When electrical energy is supplied, which can be obtained from regenerative braking of an electrically driven vehicle, cold is generated on one side 2 of the thermoelectric module and heat 3 on the opposite side. One side 2 is referred to below as a cold plate and the opposite side 3 is referred to below as a hot plate. A semiconductor component 4 is arranged in a thermally conductive manner on the cold plate 2 . Next, in the embodiment shown in the drawing, 3 cooling fins 5 are arranged on the outside of the heat plate.

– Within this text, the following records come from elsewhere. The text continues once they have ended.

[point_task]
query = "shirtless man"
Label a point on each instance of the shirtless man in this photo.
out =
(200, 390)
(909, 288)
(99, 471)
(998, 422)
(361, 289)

With applied voltage, temperature differences of up to 60 K are sufficient for commercially available Peltier elements between the cold plate 2 and the heat plate 3 opposite. Starting from a maximum permissible temperature of 60 ° C on the cold plate 2 , a maximum temperature of 120 ° C results for the hot plate 3 . Due to the high temperature of the hot plate 3 there is a large temperature gradient to the ambient air serving as cooling air. This allows the heat to be dissipated more quickly than conventional de-heating devices. For cooling the cooling fins 5 , no fan is also necessary because they are designed to be smaller due to the good heat dissipation than the cooling fins of conventional heating devices.

Claims (3)

1. Device for cooling at least one semiconductor component, comprising the following features:

• - At least one thermo-electric module ( 1 ), which has a cold plate ( 2 ) and an opposite heating plate ( 3 ) when voltage is applied, whereby
• - The semiconductor component ( 4 ) is arranged in a thermally conductive manner on the cold plate ( 2 ).

2. Device according to claim 1, wherein the thermo-electrical module ( 1 ) comprises at least one Peltier element. 3. Device according to claim 1, wherein the heating plate ( 3 ) has cooling fins ( 5 ).